The user can then easily access the several elements (here the different MIME types), as well as their parameters (here their optional relative quality factors).

web:parse-basic-auth($header as xs:string) as element(web:basic-auth)

This function parses the value of a Basic Access Authentication header, as defined in . It returns it in the form of the following element:

<basic-auth username = string password = string> empty </basic-auth>

The value of the header is "Basic abc" where abc is "user:password" encoded using base64.

Webapp management

This section documents an optional feature: a set of functions to manage webapps (deploy a new webapp, remove a deployed webapp, configure a webapp, list all the deployed webapps in a web container, etc.)

TODO: ...

Repository

This section documents an optional feature: the format of an on-disk repository. It builds on the repository format from the packaging specification, by adding web-specific features.

TODO: ...

<webapps> <webapp root="myapp"> <package name="http://example.org/my/webapp"/> </webapp> <webapp root="catalog"> <package name="http://example.com/catalog-project/application"/> </webapp> ... </webapps>
Webapp schema References Packaging System. Florent Georges, editor. EXPath. 9 May 2012. RFC 2616: Hypertext Transfer Protocol -- HTTP/1.1. R. Fielding, J. Gettys, J. Mogul, H. Frystyk, L. Masinter, P. Leach and T. Berners-Lee, editors. Internet Engineering Task Force. June, 1999. RFC 2617: HTTP Authentication: Basic and Digest Access Authentication. J. Franks, P. Hallam-Baker, J. Hostetler, S. Lawrence, P. Leach, A. Luotonen and L. Stewart, editors. Internet Engineering Task Force. June, 1999. RFC 3023: XML Media Types. M. Murata, S. St. Laurent and D. Kohn, editors. Internet Engineering Task Force. January, 2001. XML Schema Part 2: Datatypes Second Edition. P. Viron and A. Malhotra, editors. W3C. October, 2013. XQuery 3.0: An XML Query Language. J. Robie, D. Chamberlin, M. Dyck and J. Snelson, editors. W3C. XXX, 2013. (TODO: Update the publication date once XQuery 3.0 has been published) TODO list

Definition: define the name accessor, to use when I use "URL" as "URL relatively to the context root", for instance for matching against patterns. And use it consistently across the spec.
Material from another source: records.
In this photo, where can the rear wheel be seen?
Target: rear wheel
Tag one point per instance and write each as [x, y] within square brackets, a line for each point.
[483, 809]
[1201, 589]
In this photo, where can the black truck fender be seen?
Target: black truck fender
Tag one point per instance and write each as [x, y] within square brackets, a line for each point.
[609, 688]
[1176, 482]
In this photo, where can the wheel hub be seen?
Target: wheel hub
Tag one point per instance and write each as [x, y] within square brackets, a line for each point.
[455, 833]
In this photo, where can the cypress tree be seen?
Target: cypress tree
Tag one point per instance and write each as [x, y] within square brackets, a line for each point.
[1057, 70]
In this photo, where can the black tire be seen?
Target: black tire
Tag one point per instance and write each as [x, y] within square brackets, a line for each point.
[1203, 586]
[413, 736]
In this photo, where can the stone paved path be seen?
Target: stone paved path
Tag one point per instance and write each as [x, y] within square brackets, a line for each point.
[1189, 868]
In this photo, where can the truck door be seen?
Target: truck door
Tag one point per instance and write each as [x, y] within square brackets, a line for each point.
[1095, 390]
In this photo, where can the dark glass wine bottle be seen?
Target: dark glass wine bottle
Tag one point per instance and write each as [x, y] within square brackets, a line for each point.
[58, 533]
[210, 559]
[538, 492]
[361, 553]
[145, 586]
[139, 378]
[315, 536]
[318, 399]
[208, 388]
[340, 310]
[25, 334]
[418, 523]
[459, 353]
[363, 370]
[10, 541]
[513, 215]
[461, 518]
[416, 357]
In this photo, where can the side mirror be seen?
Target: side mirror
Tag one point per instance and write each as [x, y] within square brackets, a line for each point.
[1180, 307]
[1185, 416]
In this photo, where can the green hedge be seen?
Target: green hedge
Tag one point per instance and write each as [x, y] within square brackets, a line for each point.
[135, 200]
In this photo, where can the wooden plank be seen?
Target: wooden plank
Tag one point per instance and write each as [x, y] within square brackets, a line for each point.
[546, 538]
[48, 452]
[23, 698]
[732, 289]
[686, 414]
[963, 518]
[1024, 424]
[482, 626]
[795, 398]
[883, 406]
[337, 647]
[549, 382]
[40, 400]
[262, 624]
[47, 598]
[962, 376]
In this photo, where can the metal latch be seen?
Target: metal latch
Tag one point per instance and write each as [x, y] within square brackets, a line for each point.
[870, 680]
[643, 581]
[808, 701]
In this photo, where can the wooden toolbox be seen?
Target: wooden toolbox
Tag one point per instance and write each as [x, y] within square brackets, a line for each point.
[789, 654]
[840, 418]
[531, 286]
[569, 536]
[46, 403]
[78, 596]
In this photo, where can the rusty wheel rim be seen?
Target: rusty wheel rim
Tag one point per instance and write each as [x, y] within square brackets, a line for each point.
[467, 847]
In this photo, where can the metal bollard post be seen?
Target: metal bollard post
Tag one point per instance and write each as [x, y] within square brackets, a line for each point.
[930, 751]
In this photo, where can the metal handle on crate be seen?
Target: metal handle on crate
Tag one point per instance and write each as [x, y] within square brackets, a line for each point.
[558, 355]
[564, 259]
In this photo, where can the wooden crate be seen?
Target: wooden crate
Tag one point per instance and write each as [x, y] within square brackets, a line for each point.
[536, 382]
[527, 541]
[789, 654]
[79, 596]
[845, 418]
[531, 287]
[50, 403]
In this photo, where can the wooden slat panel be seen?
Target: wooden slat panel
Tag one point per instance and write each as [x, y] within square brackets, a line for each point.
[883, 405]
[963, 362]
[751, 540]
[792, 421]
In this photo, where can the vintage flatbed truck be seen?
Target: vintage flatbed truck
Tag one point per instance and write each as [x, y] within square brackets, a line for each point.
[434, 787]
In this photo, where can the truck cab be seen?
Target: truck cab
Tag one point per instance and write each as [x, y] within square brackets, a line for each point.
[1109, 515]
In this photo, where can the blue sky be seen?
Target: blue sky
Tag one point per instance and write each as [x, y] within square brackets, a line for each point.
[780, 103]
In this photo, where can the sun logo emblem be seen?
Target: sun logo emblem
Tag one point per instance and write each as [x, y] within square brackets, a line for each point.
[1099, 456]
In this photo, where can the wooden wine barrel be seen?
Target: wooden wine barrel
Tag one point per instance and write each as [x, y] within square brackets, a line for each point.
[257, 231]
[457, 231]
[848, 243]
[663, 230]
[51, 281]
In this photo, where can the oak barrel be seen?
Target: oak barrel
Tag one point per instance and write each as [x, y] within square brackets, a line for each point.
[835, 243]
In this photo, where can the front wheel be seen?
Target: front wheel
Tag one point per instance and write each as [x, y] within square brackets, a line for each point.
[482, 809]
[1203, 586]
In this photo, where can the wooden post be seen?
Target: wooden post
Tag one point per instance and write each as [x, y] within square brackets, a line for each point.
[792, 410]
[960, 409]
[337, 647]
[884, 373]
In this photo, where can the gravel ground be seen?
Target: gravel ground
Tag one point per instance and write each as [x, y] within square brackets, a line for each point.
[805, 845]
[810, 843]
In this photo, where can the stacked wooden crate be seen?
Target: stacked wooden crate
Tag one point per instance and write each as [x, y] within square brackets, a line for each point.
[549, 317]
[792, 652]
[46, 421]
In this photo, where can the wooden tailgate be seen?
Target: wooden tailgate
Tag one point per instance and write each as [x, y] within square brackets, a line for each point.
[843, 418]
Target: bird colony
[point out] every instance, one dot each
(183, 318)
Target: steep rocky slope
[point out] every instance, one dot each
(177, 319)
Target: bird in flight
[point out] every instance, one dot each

Definition: define the format of the several names (servlets, url matches, filters, chains, error handlers, etc.) And use it consistently across the spec. Or do we just use NCName all the time?

The filters mechanism is not satisfactory. It does not allow a filter to decide whether or not (and when) the wrapped component is called. The minimal use case to accomodate is an authentication filter returning a "401 Unauthorized" when the user is not connected, without actually calling the wrapped component at all). An idea could be to shortcut the component if the filter returns a valid response sequence (starting with an element web:response...)

The config mechanism is probably under-specified. We should probably define how a webapp provides default values (where in the package), as well as how this is represented in an on-disk repository (this is optional, but this is a way to align several impementations if they choose the same kind of approach).

In addition to web:parse-basic-auth(), add a function to support Digest Access Authentication (see ).

Define some user management machanism (plus identification, authentification, etc.).